На берегу торчала неизменная коряга. Ее было видно издалека. Она напоминала мне меня. Такая же несуразная, скрюченная – это все что осталось от бывшего дерева или сосны. И наверное, все в этом мире, что было несуразным, некрасивым, скрюченным и представляло собой лишь обломок какого-нибудь объекта, непременно напомнило бы мне меня.
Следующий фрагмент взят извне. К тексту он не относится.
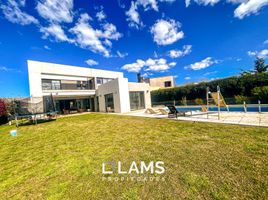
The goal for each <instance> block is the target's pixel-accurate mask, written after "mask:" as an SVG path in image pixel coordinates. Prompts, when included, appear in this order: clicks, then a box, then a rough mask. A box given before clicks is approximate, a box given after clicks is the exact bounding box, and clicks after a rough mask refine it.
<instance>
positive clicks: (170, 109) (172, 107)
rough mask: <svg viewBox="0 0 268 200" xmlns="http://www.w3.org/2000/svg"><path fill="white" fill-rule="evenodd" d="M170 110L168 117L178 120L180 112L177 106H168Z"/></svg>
mask: <svg viewBox="0 0 268 200" xmlns="http://www.w3.org/2000/svg"><path fill="white" fill-rule="evenodd" d="M167 107H168V109H169V113H168V117H170V118H173V117H175V118H177V117H178V111H177V109H176V107H175V106H167Z"/></svg>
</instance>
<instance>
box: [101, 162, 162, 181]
mask: <svg viewBox="0 0 268 200" xmlns="http://www.w3.org/2000/svg"><path fill="white" fill-rule="evenodd" d="M165 171H166V169H165V164H164V162H163V161H156V162H154V161H151V162H145V161H140V162H135V161H133V162H131V163H130V164H126V163H122V162H121V161H117V162H116V161H107V162H104V163H102V174H103V177H102V179H103V180H108V181H113V180H114V181H154V180H155V181H161V180H162V181H164V177H163V174H164V173H165Z"/></svg>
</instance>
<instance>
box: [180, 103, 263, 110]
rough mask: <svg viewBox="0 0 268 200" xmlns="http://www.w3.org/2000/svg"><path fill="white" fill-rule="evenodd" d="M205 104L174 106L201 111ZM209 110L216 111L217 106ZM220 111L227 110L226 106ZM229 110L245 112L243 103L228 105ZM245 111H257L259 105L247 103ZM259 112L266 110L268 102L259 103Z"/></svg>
mask: <svg viewBox="0 0 268 200" xmlns="http://www.w3.org/2000/svg"><path fill="white" fill-rule="evenodd" d="M202 107H205V106H176V109H177V110H192V111H196V110H198V111H201V108H202ZM209 111H218V107H216V106H210V107H209ZM221 111H227V108H221ZM229 111H230V112H245V110H244V106H243V105H229ZM247 112H259V106H258V105H255V104H251V105H247ZM261 112H268V104H263V105H261Z"/></svg>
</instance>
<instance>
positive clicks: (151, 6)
mask: <svg viewBox="0 0 268 200" xmlns="http://www.w3.org/2000/svg"><path fill="white" fill-rule="evenodd" d="M137 5H141V6H143V8H144V10H145V11H147V10H150V9H153V10H155V11H158V5H157V0H137Z"/></svg>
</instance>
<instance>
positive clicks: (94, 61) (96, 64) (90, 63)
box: [85, 59, 99, 66]
mask: <svg viewBox="0 0 268 200" xmlns="http://www.w3.org/2000/svg"><path fill="white" fill-rule="evenodd" d="M85 62H86V63H87V64H88V65H89V66H93V65H98V64H99V63H98V62H97V61H95V60H93V59H88V60H86V61H85Z"/></svg>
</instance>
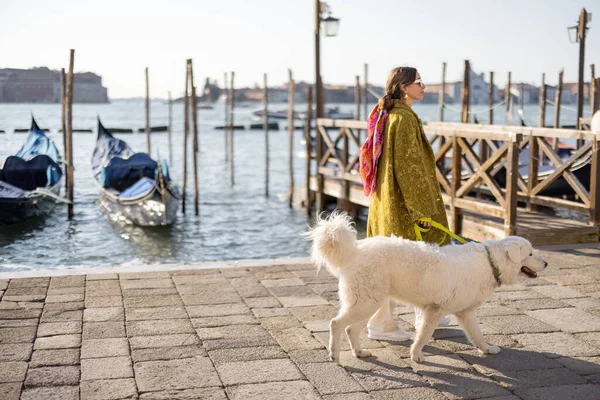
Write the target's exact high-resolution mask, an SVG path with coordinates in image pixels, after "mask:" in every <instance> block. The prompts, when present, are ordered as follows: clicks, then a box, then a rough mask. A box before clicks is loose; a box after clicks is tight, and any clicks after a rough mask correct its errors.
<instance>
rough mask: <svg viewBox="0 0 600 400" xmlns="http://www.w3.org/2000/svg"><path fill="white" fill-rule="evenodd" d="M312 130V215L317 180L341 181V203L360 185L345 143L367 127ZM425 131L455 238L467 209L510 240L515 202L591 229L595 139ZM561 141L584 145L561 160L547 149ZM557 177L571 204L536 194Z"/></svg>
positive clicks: (522, 131)
mask: <svg viewBox="0 0 600 400" xmlns="http://www.w3.org/2000/svg"><path fill="white" fill-rule="evenodd" d="M317 128H318V129H317V130H318V133H319V135H318V137H317V149H316V151H317V160H318V163H317V164H318V170H317V182H318V187H317V196H316V198H317V209H318V210H321V209H322V208H323V181H324V179H326V178H333V179H337V180H340V181H341V182H342V185H344V190H343V193H344V196H343V197H345V199H348V188H349V185H353V184H359V185H360V184H361V182H360V176H359V175H358V174H357V173H356V169H357V163H358V152H357V151H356V152H355V153H354V154H351V151H350V143H352V144H353V145H354V146H353V147H354V149H358V148H359V147H360V144H361V142H360V141H359V136H358V134H359V132H360V131H361V130H363V131H364V130H365V129H366V122H364V121H342V120H331V119H319V120H318V121H317ZM334 132H335V136H332V133H334ZM425 132H426V133H427V134H428V135H429V136H432V137H431V142H432V144H433V145H435V148H436V149H437V151H436V155H435V159H436V164H437V165H436V175H437V178H438V182H439V183H440V188H441V190H442V194H443V196H444V201H445V203H446V204H447V205H449V206H450V221H451V229H452V230H453V231H455V232H457V233H460V232H461V230H462V224H461V222H462V216H463V211H466V212H471V213H475V214H479V215H483V216H490V217H496V218H500V219H503V220H504V233H505V234H506V235H514V234H515V232H516V220H517V205H518V203H523V204H524V205H526V206H527V209H528V210H529V211H535V209H536V206H546V207H552V208H556V209H565V210H570V211H574V212H577V213H579V214H582V215H584V216H587V217H589V223H590V224H599V223H600V210H599V207H600V191H599V188H598V179H599V178H600V171H599V165H600V164H599V159H598V157H599V154H598V149H599V142H600V135H599V134H594V133H592V132H590V131H577V130H569V129H550V128H529V127H520V126H499V125H473V124H461V123H444V122H430V123H428V124H427V125H425ZM554 139H557V140H554ZM564 139H572V140H574V141H580V142H581V143H583V145H582V146H581V147H580V148H579V149H577V150H576V151H575V152H574V154H573V155H571V156H570V157H569V158H568V159H566V160H564V159H561V157H560V156H559V155H558V153H557V148H556V146H555V145H554V146H553V143H554V144H556V143H560V142H564ZM436 142H437V143H438V144H437V145H436ZM340 146H341V147H340ZM477 147H478V148H479V151H476V148H477ZM523 151H527V152H528V153H529V160H528V165H529V168H528V171H527V175H526V176H525V177H524V176H522V175H524V174H521V173H520V172H519V155H520V153H521V152H523ZM544 163H545V164H544ZM548 163H549V164H548ZM541 165H551V166H553V167H554V171H553V172H551V173H550V174H549V175H546V176H545V177H543V179H540V176H539V175H538V171H539V167H540V166H541ZM580 165H583V167H584V168H589V172H590V173H589V178H588V179H589V182H586V181H582V180H581V179H580V178H578V177H577V176H576V175H575V173H574V172H573V171H572V169H573V167H574V166H580ZM561 178H562V179H564V180H565V181H566V183H567V184H568V186H569V187H570V188H571V189H572V191H573V193H574V195H573V196H570V197H571V198H569V199H565V198H561V197H550V196H547V195H543V192H544V190H546V189H548V188H549V187H550V185H552V184H553V183H554V182H555V181H556V180H557V179H561ZM588 188H589V189H588Z"/></svg>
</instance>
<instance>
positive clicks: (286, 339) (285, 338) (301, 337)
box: [271, 328, 324, 351]
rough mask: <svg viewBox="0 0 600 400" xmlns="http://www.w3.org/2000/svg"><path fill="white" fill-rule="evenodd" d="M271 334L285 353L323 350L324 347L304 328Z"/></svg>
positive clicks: (319, 342)
mask: <svg viewBox="0 0 600 400" xmlns="http://www.w3.org/2000/svg"><path fill="white" fill-rule="evenodd" d="M271 334H272V335H273V337H274V338H275V339H276V340H277V342H278V343H279V345H280V346H281V347H282V348H283V349H284V350H285V351H290V350H310V349H322V348H323V347H324V346H323V344H321V343H320V342H319V341H318V340H316V339H315V338H314V337H313V335H311V334H310V332H309V331H307V330H306V329H304V328H289V329H284V330H281V331H274V332H271Z"/></svg>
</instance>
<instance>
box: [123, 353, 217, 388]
mask: <svg viewBox="0 0 600 400" xmlns="http://www.w3.org/2000/svg"><path fill="white" fill-rule="evenodd" d="M134 369H135V378H136V382H137V386H138V388H139V390H140V392H151V391H160V390H172V389H192V388H202V387H215V386H222V385H221V380H220V379H219V376H218V375H217V371H216V370H215V367H214V366H213V364H212V362H211V361H210V359H209V358H208V357H196V358H184V359H181V360H169V361H147V362H139V363H136V364H135V365H134Z"/></svg>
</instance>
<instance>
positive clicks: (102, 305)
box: [85, 296, 123, 308]
mask: <svg viewBox="0 0 600 400" xmlns="http://www.w3.org/2000/svg"><path fill="white" fill-rule="evenodd" d="M85 307H86V308H105V307H119V308H123V297H122V296H102V297H89V296H88V297H86V298H85Z"/></svg>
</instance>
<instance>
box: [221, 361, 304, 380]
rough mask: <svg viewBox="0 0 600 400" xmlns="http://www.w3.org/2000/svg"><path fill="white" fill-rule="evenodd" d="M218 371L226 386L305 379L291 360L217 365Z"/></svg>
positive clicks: (253, 361)
mask: <svg viewBox="0 0 600 400" xmlns="http://www.w3.org/2000/svg"><path fill="white" fill-rule="evenodd" d="M217 371H218V373H219V376H220V378H221V380H222V381H223V384H224V385H225V386H231V385H241V384H249V383H265V382H276V381H294V380H299V379H303V378H304V375H302V373H301V372H300V371H299V370H298V368H297V367H296V365H295V364H294V363H293V362H292V361H290V360H289V359H273V360H254V361H242V362H231V363H225V364H219V365H217Z"/></svg>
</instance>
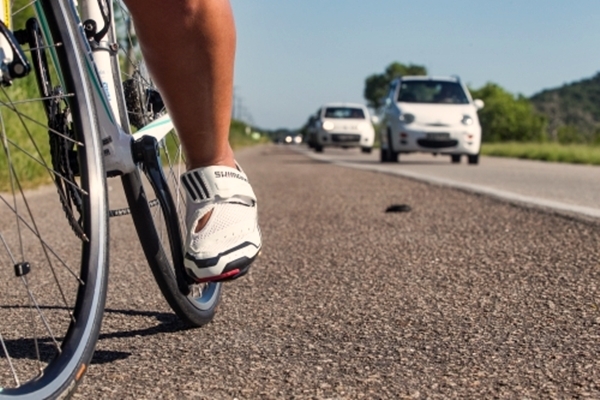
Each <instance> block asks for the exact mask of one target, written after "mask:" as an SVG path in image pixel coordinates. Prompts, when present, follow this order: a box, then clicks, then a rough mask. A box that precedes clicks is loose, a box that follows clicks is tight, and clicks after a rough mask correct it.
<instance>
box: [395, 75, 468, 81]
mask: <svg viewBox="0 0 600 400" xmlns="http://www.w3.org/2000/svg"><path fill="white" fill-rule="evenodd" d="M399 80H402V81H423V80H431V81H446V82H460V78H459V77H458V76H431V75H409V76H403V77H401V78H399Z"/></svg>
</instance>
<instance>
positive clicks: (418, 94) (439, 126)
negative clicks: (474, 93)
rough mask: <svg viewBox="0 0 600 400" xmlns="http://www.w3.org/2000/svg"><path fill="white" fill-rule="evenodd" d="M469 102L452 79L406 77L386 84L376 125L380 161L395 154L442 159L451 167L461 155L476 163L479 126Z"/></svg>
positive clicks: (397, 158) (472, 163)
mask: <svg viewBox="0 0 600 400" xmlns="http://www.w3.org/2000/svg"><path fill="white" fill-rule="evenodd" d="M481 108H483V101H482V100H479V99H477V100H473V99H472V98H471V94H470V93H469V90H468V89H467V88H466V86H465V85H463V83H462V82H461V81H460V79H459V78H456V77H443V78H439V77H429V76H406V77H402V78H399V79H396V80H394V81H393V82H392V83H391V85H390V90H389V94H388V97H387V98H386V104H385V108H384V112H383V118H382V124H381V132H380V134H381V162H397V161H398V156H399V154H401V153H411V152H428V153H434V154H447V155H450V156H451V160H452V162H453V163H459V162H460V159H461V156H462V155H466V156H467V158H468V161H469V164H477V163H479V150H480V148H481V125H480V124H479V118H478V117H477V111H478V110H479V109H481Z"/></svg>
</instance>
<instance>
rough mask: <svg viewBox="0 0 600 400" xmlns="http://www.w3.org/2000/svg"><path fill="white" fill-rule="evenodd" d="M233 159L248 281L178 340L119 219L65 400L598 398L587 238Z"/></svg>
mask: <svg viewBox="0 0 600 400" xmlns="http://www.w3.org/2000/svg"><path fill="white" fill-rule="evenodd" d="M238 160H239V161H240V162H241V164H242V165H243V167H244V169H245V170H246V172H247V173H248V175H249V176H250V179H251V181H252V183H253V185H254V187H255V190H256V192H257V194H258V196H259V207H260V218H261V224H262V229H263V233H264V251H263V253H262V256H261V257H260V258H259V259H258V260H257V261H256V263H255V265H254V267H253V268H252V270H251V272H250V274H249V276H247V277H245V278H243V279H241V280H239V281H237V282H234V283H230V284H227V286H226V288H225V293H224V298H223V301H222V304H221V306H220V309H219V311H218V314H217V317H216V319H215V320H214V322H213V323H211V324H209V325H208V326H206V327H204V328H201V329H196V330H184V329H182V326H181V325H180V323H179V322H178V321H177V319H176V317H175V316H174V315H173V314H172V313H171V311H170V310H169V308H168V307H167V305H166V303H165V302H164V300H163V299H162V297H161V295H160V293H159V291H158V289H157V287H156V284H155V283H154V281H153V279H152V275H151V273H150V271H149V269H148V268H147V267H146V265H145V262H144V260H143V258H142V253H141V250H140V248H139V245H138V244H137V243H136V241H135V233H134V229H133V227H132V224H131V222H130V220H129V219H128V218H127V217H122V218H117V219H113V220H111V228H112V238H113V240H112V247H111V251H112V253H111V279H110V281H111V282H110V291H109V295H108V303H107V310H106V316H105V321H104V324H103V328H102V334H101V338H100V341H99V343H98V346H97V352H96V354H95V356H94V363H93V365H92V366H91V368H90V370H89V372H88V374H87V376H86V378H85V379H84V381H83V383H82V385H81V386H80V388H79V390H78V392H77V394H76V395H75V398H76V399H104V398H106V399H129V398H132V399H236V398H237V399H363V398H364V399H404V398H405V399H465V398H473V399H484V398H488V399H489V398H499V399H513V398H522V399H525V398H527V399H548V398H560V399H563V398H584V399H593V398H596V399H597V398H600V310H599V306H600V229H599V228H600V224H599V223H598V222H594V221H591V220H578V219H576V218H569V217H564V216H559V215H555V214H552V213H546V212H544V211H540V210H536V209H531V208H521V207H517V206H514V205H510V204H507V203H505V202H501V201H498V200H494V199H490V198H488V197H485V196H480V195H474V194H469V193H466V192H464V191H460V190H454V189H450V188H444V187H440V186H435V185H430V184H427V183H421V182H417V181H415V180H412V179H406V178H401V177H397V176H390V175H386V174H381V173H376V172H367V171H360V170H356V169H349V168H343V167H340V166H335V165H332V164H327V163H322V162H319V161H315V160H311V159H309V158H307V157H306V156H304V155H302V154H299V153H297V152H294V151H292V150H290V148H288V147H285V146H275V145H271V146H262V147H256V148H252V149H247V150H243V151H241V152H239V154H238ZM112 185H113V187H114V189H113V195H114V196H116V195H117V194H118V191H119V189H118V187H119V185H118V182H117V181H114V182H113V183H112ZM394 205H395V206H397V207H396V208H395V209H397V210H399V211H402V212H387V213H386V209H388V207H390V206H394ZM406 206H408V207H406ZM409 208H410V210H409Z"/></svg>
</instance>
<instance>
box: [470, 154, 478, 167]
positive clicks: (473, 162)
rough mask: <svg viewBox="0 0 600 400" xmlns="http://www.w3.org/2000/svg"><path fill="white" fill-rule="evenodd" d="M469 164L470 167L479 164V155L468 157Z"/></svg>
mask: <svg viewBox="0 0 600 400" xmlns="http://www.w3.org/2000/svg"><path fill="white" fill-rule="evenodd" d="M469 164H471V165H477V164H479V154H474V155H469Z"/></svg>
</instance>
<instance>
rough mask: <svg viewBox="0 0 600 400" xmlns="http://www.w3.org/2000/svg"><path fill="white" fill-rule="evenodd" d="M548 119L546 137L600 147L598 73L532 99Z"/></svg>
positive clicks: (537, 95) (574, 142)
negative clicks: (597, 145)
mask: <svg viewBox="0 0 600 400" xmlns="http://www.w3.org/2000/svg"><path fill="white" fill-rule="evenodd" d="M531 102H532V103H533V105H534V107H535V108H536V109H537V110H538V111H539V112H540V113H542V114H544V115H545V116H546V118H547V119H548V131H547V134H548V138H549V140H551V141H555V142H559V143H595V144H600V73H598V74H596V75H595V76H594V77H592V78H588V79H583V80H581V81H578V82H574V83H570V84H565V85H563V86H562V87H559V88H557V89H548V90H544V91H542V92H540V93H538V94H535V95H533V96H532V97H531Z"/></svg>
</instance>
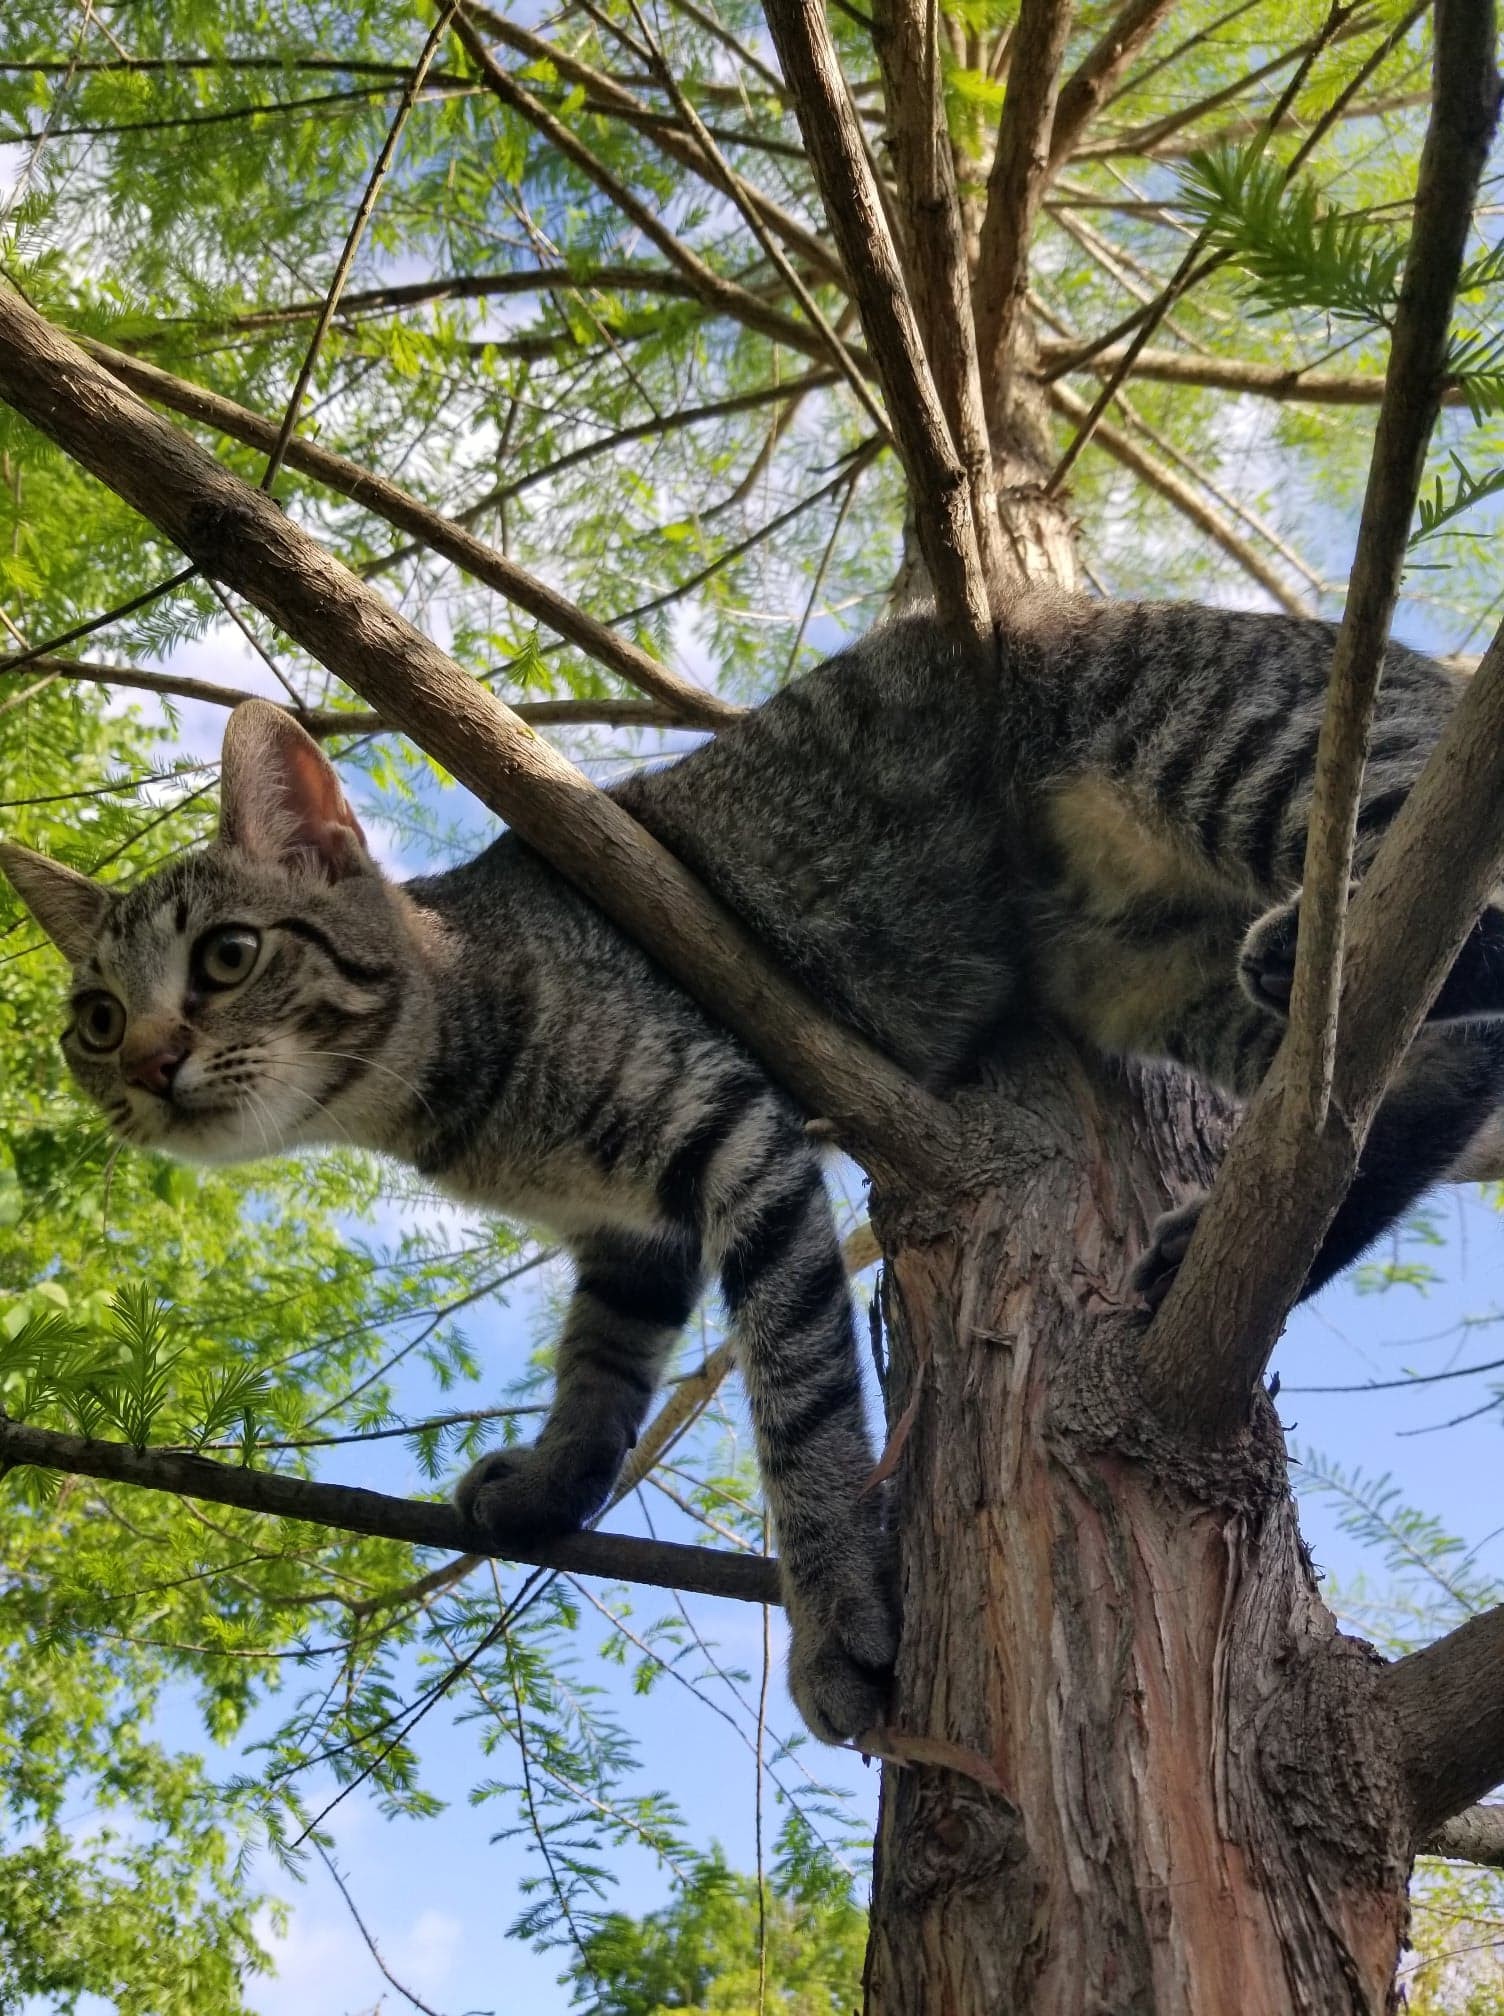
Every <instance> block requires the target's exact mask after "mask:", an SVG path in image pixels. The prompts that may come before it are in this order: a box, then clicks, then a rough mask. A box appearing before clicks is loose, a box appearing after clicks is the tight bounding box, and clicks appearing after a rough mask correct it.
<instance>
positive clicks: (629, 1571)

Соседский дом стоял в десяти метрах от нашего. Кроме двух этих домов тут ничего не было. Были только сады, заходящее разморенное солнце, пахнущая цветениями река и эта коряга. Соседи в лице престарелого старика и его маленькой внучки часто гуляли на берегу. Дедок с клюшкой и кепкой, надвинутой на глаза, а она с поводком, на конце которой за ней тащилась маленькая собачонка. Прошлой зимой они порывались унести и пустить эту корягу на топку. Помню, выбежал тогда на улице в чем был – в трусах и тапочках на босу ногу, только на плечи накинул плед. Почему-то мне хотелось, чтобы она оставалась на своем прежнем месте. Может, это было нечто сродни солидарности. И сейчас, в цвет неба и моих пальцев, эта коряга была красного оттенка. Она была чуть ли не первой и последней вещью, к которой я был по-настоящему привязан.